In Scala to achieve the same behaviour we would do:
def fibonacci(in: Int): Int = {
  in match {
    case n if n <= 0 => 0
    case 0 | 1 => 1
    case n => fibonacci(n - 1) + fibonacci(n- 2)
  }
}
Key points:
  • The return type of the recursive method fibonacci is an Int. Recursive methods must explictly specify the return type (see: Odersky - Programming in Scala - Chapter 2).
  • It is possible to test for multiple values on the one line using the | notation. I do this to return a 1 for both 0 and 1 on line 4 of the example.
  • There is no need for multiple return statements. In Java you must use multiple return statements or multiple break statements.
  • Pattern matching is an expression which always returns something.
  • In this example, I employ a guard to check for a negative number and if it a number is negative zero is returned.
  • In Scala it is also possible to check across different types. It is also possible to use the wildcard _ notation. We didn't use either in the fibonacci, but just to illustrate these features...
    def multitypes(in: Any): String = in match {
      case i:Int => "You are an int!"
      case "Alex" => "You must be Alex"
      case s:String => "I don't know who you are but I know you are a String"
      case _ => "I haven't a clue who you are"
    }
    
Pattern matching can be used with Scala Maps to useful effect.  Suppose we have a Map to capture who we think should be playing in each position of the Lions backline for the Lions series in Austrailia.  The keys of the map will be the position in the back line and the corresponding value will be the player who we think should be playing there.  To represent a Rugby player we use a case class. Now now you Java Heads, think of the case class as an immutable POJO written in extremely concise way - they can be mutable too but for now think immutable.
case class RugbyPlayer(name: String, country: String);
val robKearney = RugbyPlayer("Rob Kearney", "Ireland");
val georgeNorth = RugbyPlayer("George North", "Wales");
val brianODriscol = RugbyPlayer("Brian O'Driscol", "Ireland");
val jonnySexton = RugbyPlayer("Jonny Sexton", "Ireland");  
val benYoungs = RugbyPlayer("Ben Youngs", "England");
    
// build a map
val lionsPlayers = Map("FullBack" -> robKearney, "RightWing" -> georgeNorth, 
      "OutsideCentre" -> brianODriscol, "Outhalf" -> jonnySexton, "Scrumhalf" -> benYoungs);
    
// Note: Unlike Java HashMaps Scala Maps can return nulls. This achieved by returing
// an Option which can either be Some or None. 
    
// So, if we ask for something that exists in the Map like below
println(lionsPlayers.get("Outhalf"));  
// Outputs: Some(RugbyPlayer(Jonny Sexton,Ireland))
    
// If we ask for something that is not in the Map yet like below
println(lionsPlayers.get("InsideCentre"));
// Outputs: None
In this example we have players for every position except inside centre - which we can't make up our mind about.  Scala Maps are allowed to store nulls as values.  Now in our case we don't actually store a null for inside center. So, instead of null being returned for inside centre (as what would happen if we were using a Java HashMap), the type None is returned.

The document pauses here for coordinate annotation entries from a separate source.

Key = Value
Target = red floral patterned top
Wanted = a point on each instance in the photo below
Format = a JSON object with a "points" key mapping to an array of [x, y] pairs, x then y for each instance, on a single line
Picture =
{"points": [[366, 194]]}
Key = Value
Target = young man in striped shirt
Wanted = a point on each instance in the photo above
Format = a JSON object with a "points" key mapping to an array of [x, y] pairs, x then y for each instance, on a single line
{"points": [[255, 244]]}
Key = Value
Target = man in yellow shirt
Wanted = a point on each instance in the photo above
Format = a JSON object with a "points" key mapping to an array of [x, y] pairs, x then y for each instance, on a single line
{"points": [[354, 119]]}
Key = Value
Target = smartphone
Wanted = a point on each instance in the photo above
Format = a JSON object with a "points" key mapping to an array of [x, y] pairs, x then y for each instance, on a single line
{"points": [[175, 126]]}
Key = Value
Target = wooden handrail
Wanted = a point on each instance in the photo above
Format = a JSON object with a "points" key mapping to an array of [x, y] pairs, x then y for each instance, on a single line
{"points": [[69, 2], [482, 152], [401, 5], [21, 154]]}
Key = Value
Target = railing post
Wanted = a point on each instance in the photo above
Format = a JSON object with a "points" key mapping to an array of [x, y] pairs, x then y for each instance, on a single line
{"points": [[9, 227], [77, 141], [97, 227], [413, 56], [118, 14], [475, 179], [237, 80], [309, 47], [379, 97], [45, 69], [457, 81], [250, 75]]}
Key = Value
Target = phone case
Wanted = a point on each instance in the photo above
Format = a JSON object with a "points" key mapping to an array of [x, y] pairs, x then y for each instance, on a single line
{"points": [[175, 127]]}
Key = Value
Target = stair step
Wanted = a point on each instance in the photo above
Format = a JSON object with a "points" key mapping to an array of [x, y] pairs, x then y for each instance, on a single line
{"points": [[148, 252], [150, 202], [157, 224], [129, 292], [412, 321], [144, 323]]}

For the other positions in the back line, we have matching values and the type Some is returned which wraps around the corresponding RugbyPlayer. (Note: both Some and None extend from Option).

We can write a function which pattern matches on the returned value from the HashMap and returns us something a little more user friendly.
def show(x: Option[RugbyPlayer]) = x match {
  case Some(rugbyPlayerExt) => rugbyPlayerExt.name  // If a rugby player is matched return its name
  case None => "Not decided yet ?" // 
}
println(show(lionsPlayers.get("Outhalf")))  // outputs: Jonny Sexton
println(show(lionsPlayers.get("InsideCentre"))) // Outputs: Not decided yet
This example doesn't just illustrate pattern matching but another concept known as extraction. The rugby player when matched is extracted and assigned to the rugbyPlayerExt.  We can then return the value of the rugby player's name by getting it from rugbyPlayerExt.  In fact, we can also add a guard and change around some logic. Suppose we had a biased journalist (Stephen Jones) who didn't want any Irish players in the team. He could implement his own biased function to check for Irish players
def biasedShow(x: Option[RugbyPlayer]) = x match {
  case Some(rugbyPlayerExt) if rugbyPlayerExt.country == "Ireland" => 
     rugbyPlayerExt.name + ", don't pick him."
  case Some(rugbyPlayerExt) => rugbyPlayerExt.name
  case None => "Not decided yet ?"
}
println(biasedShow(lionsPlayers.get("Outhalf"))) // Outputs Jonny... don't pick him
println(biasedShow(lionsPlayers.get("Scrumhalf"))) // Outputs Ben Youngs

Pattern matching Collections

Scala also provides some powerful pattern matching features for Collections. Here's a trivial exampe for getting the length of a list.
def length[A](list : List[A]) : Int = list match {
  case _ :: tail => 1 + length(tail)
  case Nil => 0
}
And suppose we want to parse arguments from a tuple...
  def parseArgument(arg : String, value: Any) = (arg, value) match {
    case ("-l", lang) => setLanguage(lang)  
    case ("-o" | "--optim", n : Int) if ((0 < n) && (n <= 3)) => setOptimizationLevel(n)
    case ("-h" | "--help", null) => displayHelp()
    case bad => badArgument(bad)
  }

Single Parameter functions

Consider a list of numbers from 1 to 10. The filter method takes a single parameter function that returns true or false. The single parameter function can be applied for every element in the list and will return true or false for every element. The elements that return true will be filtered in; the elements that return false will be filtered out of the resultant list.
scala> val myList = List(1,2,3,4,5,6,7,8,9,10)
myList: List[Int] = List(1, 2, 3, 4, 5, 6, 7, 8, 9, 10)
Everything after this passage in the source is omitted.